TPA + IPEF = China Containment

Sep 15, 2022

Taking its cue from Nancy Pelosi’s early August visit to Taiwan, the US Congress continues to lead America’s squeeze play on China.  At the same time, the Biden Administration is not too far behind in continuing to pressure China.  The combination of these two developments has important consequences for the US-China conflict.

On September 14, the Foreign Relations Committee of the US Senate, long the lead actor in congressional foreign policy, passed the Taiwan Policy Act of 2022 (TPA) by an overwhelming 17-5 bipartisan margin.  Among other things, the TPA ups the ante on US defense support of Taiwan, with $4.5 billion in direct military funding (over four years) and an additional $2 billion of loan guarantee authority for foreign military financing. This adds significantly to the $14 billion backlog in delivery of weapons Taiwan has previously agreed to purchase from the United States. While Washington believes this recent increase in military support is fully justified in light of PRC aggression in the Taiwan Straits, it runs completely against the grain of the 1982 communiqué — a foundational pillar of the “One-China policy” (as I stressed a month ago) — in which the US agreed to gradually “reduce its sale of arms to Taiwan.” It remains to be seen if the TPA will be considered as stand-alone congressional legislation or folded into the less-contentious broader US defense spending bill likely to be passed before the upcoming midterm elections. Either way, the message is the same.

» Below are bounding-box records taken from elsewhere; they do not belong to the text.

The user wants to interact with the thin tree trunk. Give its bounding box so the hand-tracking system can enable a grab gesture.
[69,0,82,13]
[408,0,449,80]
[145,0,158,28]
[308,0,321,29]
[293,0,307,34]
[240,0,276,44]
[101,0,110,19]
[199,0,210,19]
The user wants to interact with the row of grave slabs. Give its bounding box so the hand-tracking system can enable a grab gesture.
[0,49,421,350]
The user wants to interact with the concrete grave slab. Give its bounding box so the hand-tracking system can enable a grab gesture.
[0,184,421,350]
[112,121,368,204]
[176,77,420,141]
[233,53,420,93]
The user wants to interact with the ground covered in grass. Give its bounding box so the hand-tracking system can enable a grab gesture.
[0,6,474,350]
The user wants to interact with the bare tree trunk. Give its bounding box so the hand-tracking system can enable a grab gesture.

Meanwhile, the US is pushing ahead with a new geostrategic initiative – the 14 nation Indo-Pacific Framework (IBEF) — that is strikingly reminiscent of the Trans-Pacific Partnership (TPP) that was the signature initiative of the earlier Asian pivot of the Obama Administration.  The first ministerial meeting of IBEF participants, hosted by US Trade Representative Katherine Tai and Secretary of Commerce Gina Raimondo, was held in Los Angeles on September 8-9.  While the IBEF goes beyond the TPP in many respects, especially in addressing supply chains and inequality, the two frameworks have one critical characteristic in common: they both aim to create a new coalition between the United States and an Asia that excludes China. Not by coincidence, both the TPP and the IBEF bear the handicraft of Kurt Campbell — one of the key architects of the Obama pivot and the current Indo-Pacific Coordinator for Biden’s National Security Council.

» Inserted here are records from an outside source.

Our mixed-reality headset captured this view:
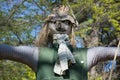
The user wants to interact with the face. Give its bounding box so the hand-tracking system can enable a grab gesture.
[49,20,72,35]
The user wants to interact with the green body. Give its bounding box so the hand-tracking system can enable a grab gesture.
[36,47,87,80]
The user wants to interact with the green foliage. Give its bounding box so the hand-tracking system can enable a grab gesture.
[0,0,120,80]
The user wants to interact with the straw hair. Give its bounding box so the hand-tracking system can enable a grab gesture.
[35,24,50,46]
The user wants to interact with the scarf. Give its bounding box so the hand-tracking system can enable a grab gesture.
[53,34,76,75]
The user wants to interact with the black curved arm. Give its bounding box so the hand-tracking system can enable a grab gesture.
[87,47,120,70]
[0,44,38,72]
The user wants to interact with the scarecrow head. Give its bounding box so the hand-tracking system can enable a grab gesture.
[36,5,77,46]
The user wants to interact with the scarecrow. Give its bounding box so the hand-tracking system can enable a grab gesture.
[0,5,120,80]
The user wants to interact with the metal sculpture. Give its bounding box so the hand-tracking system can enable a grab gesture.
[0,5,120,80]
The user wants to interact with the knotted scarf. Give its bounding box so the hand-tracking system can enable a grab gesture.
[53,34,76,75]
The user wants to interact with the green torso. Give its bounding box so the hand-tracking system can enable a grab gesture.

The TPA and the IBEF are only the latest manifestations of America’s China containment strategy, a key source of conflict escalation between the two great powers. As the US continues to squeeze China, it is hard to believe that China won’t continue to respond in kind.  Today’s meeting in Uzbekistan between two “unlimited partners,” Xi Jinping and Vladimir Putin, is particularly worrisome in that regard.